The story was gripping, both as a crime story and as a psychological study of trust and credibility (how do the con artists manage to hoodwink professionals, and who knew what when) but it also raised questions in my mind about the definition of Art.
The works at the centre of the case -mostly Abstract Expressionists pieces- supposedly belonged to a reclusive collectionner in South America (details changed over time) and therefore had little provenance info, and were not mentioned in the artist’s catalogue. Finds like this do happen of course, but a lot of precautions need to be taken to ascertain they are what they look like they are. So the first thing the gallerist did when presented with the paintings, was to take steps to authenticate them, and at least initially (and somewhat superficially) they passed muster. Problems arose when further checks organised by some of the buyers raised red flags, and the gallerist ignored these warnings, so convinced was she that she had stumbled onto the sale of the century.
The documentary goes into length about what happened then, the investigation that ensued, its conclusion, and the impact it had on all parties involved, but I found it interesting to note that, at least to start with, the gallerist had shown some due diligence in ensuring that the works were genuine, and had had a numbers of experts look at them and appear to accept them as real.
This brought to mind Arthur C. Danto’s book “The transfiguration of the commonplace” which attempts to answer the eternal question “What is art?”. At the start of the book, he constructs several scenarios in which a painting is created that just happens to be a red canvas. For example, one such painting, as described by Kierkegaard, shows the Red Sea after Moses has crossed it, and the sea has closed, drowning the Egyptians. One could be a landscape painting showing Moscow’s Red square, or a minimalist, geometrical painting, also called Red Square. He goes through a number of similar scenarios, ending with an unknown painter called J demanding that his painting of a red square be taken as seriously as all these other important red paintings. Danto then poses the questions: which of these Red Squares are Art and how are they defined as such?
The book then goes through various attempts at defining a criteria to determine what is art, and the theory he advances [spoiler alert] is that art is what is defined as such by institutions.
Whether one agrees or disagrees with his theory, this is an interesting concept to apply to the world of art fraud. In our New York case, the works were, at least initially, authenticated by some Art historians and other specialists of the relevant Abstract Expressionists painters. Doesn’t that mean that the institutions first viewed them as Art, only to revoke that seal of approval once the con was exposed? Nothing had changed in the works, their appearance, the quality of the artistry, the pigment used, the meaning attributed to the paintings… Nothing other than the name that was attached to them.
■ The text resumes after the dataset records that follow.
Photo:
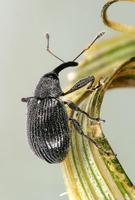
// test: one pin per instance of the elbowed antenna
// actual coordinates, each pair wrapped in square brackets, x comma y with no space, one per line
[97,37]
[63,66]
[48,48]
[70,63]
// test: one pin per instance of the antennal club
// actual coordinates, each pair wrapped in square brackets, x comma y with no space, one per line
[97,37]
[48,49]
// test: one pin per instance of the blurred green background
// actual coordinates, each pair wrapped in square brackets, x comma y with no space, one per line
[23,60]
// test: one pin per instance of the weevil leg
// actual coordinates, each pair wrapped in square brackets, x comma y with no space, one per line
[75,107]
[26,99]
[81,83]
[79,130]
[98,85]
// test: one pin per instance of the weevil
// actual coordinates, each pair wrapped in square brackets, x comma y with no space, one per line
[47,119]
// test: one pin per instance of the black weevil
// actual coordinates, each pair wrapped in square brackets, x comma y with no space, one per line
[47,120]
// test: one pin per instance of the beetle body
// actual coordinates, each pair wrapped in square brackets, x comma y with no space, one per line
[48,131]
[47,119]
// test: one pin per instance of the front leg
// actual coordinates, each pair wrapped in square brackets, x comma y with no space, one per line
[26,99]
[75,107]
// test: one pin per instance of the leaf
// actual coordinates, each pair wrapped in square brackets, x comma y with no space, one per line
[91,174]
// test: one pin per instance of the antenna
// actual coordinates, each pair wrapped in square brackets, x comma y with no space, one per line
[48,49]
[97,37]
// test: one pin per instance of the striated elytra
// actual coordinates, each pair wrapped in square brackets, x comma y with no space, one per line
[47,120]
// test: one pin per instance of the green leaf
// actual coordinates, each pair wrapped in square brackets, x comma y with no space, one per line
[91,174]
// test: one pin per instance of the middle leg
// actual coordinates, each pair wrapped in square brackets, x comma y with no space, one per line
[75,107]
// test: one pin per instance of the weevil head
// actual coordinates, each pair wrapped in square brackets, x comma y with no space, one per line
[49,84]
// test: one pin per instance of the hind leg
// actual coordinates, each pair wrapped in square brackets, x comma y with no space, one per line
[79,130]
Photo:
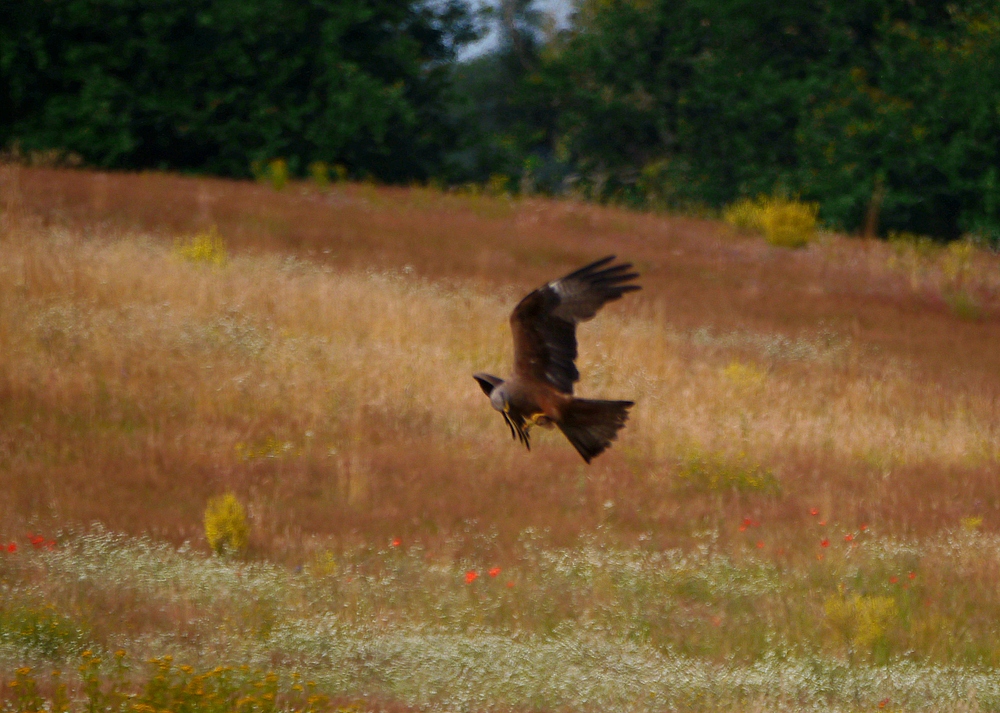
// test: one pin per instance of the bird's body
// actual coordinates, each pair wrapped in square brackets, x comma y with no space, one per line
[540,392]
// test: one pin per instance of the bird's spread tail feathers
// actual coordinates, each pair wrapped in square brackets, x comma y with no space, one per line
[591,425]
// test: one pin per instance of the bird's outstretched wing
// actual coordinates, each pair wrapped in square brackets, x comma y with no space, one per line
[544,322]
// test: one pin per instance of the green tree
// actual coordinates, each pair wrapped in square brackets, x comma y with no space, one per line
[214,84]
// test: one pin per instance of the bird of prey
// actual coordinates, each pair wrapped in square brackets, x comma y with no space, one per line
[540,392]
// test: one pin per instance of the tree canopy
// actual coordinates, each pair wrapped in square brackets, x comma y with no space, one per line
[884,108]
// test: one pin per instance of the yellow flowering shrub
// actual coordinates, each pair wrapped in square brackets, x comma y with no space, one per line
[226,527]
[207,247]
[783,222]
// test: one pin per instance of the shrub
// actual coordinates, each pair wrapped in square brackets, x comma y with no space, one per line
[862,621]
[785,223]
[226,527]
[715,472]
[320,173]
[205,247]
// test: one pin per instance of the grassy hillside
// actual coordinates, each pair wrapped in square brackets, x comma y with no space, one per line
[807,486]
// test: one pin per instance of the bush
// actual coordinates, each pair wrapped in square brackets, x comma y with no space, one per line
[205,247]
[785,223]
[226,527]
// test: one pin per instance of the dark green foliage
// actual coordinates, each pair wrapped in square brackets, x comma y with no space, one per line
[885,112]
[212,85]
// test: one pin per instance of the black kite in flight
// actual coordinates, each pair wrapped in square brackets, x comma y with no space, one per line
[541,389]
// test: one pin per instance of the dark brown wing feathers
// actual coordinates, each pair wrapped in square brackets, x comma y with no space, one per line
[544,322]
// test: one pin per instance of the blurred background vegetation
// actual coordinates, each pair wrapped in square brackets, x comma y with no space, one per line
[884,113]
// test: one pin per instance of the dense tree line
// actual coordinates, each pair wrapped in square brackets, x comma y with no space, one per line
[212,85]
[886,112]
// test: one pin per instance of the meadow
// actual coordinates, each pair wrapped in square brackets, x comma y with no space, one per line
[802,513]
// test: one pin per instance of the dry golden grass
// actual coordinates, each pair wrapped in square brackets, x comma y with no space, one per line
[323,372]
[807,482]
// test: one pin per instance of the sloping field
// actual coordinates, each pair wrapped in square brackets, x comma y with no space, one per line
[799,514]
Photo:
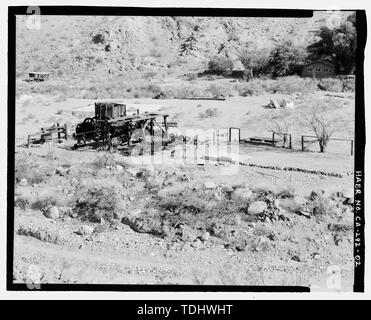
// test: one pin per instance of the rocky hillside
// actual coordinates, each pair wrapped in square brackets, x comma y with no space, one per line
[114,45]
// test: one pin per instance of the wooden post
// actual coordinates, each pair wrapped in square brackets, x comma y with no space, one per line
[302,143]
[152,138]
[58,132]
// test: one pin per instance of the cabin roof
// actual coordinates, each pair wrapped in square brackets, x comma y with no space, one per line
[325,62]
[42,73]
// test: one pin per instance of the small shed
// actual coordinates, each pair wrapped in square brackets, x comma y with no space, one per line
[38,76]
[319,69]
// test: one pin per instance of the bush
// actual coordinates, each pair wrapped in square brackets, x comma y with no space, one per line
[209,113]
[99,199]
[220,65]
[322,206]
[28,171]
[21,202]
[334,85]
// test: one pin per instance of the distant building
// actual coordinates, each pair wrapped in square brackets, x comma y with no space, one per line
[319,69]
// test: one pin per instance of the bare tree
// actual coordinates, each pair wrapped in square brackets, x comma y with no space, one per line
[322,128]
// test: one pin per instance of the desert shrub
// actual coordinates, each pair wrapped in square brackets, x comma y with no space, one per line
[21,202]
[219,91]
[292,84]
[220,64]
[98,38]
[99,199]
[209,113]
[349,85]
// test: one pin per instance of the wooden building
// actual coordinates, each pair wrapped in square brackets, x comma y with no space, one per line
[319,69]
[38,76]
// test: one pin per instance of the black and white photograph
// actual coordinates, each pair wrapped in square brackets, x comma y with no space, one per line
[186,148]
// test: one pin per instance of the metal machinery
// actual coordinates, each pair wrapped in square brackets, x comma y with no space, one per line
[111,123]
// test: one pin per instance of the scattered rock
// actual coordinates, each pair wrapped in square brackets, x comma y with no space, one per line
[303,213]
[61,171]
[348,193]
[187,234]
[300,200]
[205,236]
[257,207]
[316,255]
[119,168]
[51,212]
[135,213]
[101,228]
[118,215]
[85,230]
[134,172]
[316,193]
[196,243]
[241,194]
[23,182]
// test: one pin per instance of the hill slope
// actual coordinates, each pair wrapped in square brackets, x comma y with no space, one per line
[112,45]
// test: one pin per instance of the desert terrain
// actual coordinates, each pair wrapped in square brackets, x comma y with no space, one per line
[269,216]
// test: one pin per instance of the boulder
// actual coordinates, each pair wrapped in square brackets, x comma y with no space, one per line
[134,172]
[187,234]
[101,228]
[316,193]
[205,236]
[196,243]
[348,193]
[51,212]
[61,171]
[257,207]
[300,200]
[23,182]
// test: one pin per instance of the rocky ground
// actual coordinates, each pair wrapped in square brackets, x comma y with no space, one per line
[88,217]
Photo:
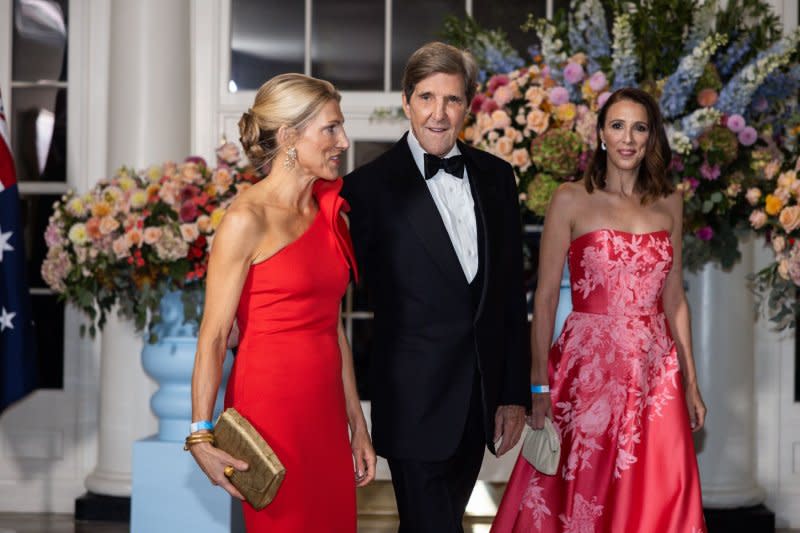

This in turn seems to be the complete opposite of the point that Marcel Duchamp made at the start of the 20th century with his “fountain” ready-made. This piece consisted of a urinal, which he had signed under the name of R Mutt (a fabricated and therefore unknown artist) and tried to exhibit at the Society of Independent Artists. The work was refused, on the ground that it was “by definition, not a work of Art”. Of course, now that it is known the work was created by the great Duchamp, the piece (and its replicas) sit proudly in art museums and the stunt has taken its place in art history books. Here the institutions had decided the work wasn’t art, until it was known that the creator was an accepted artist, when the status of the piece changed.
Of course the goal is different: Duchamp’s aim was to critique the art world whereas the fraudsters were aiming to profit from it.
But how much of the value of art is in the name of the artist?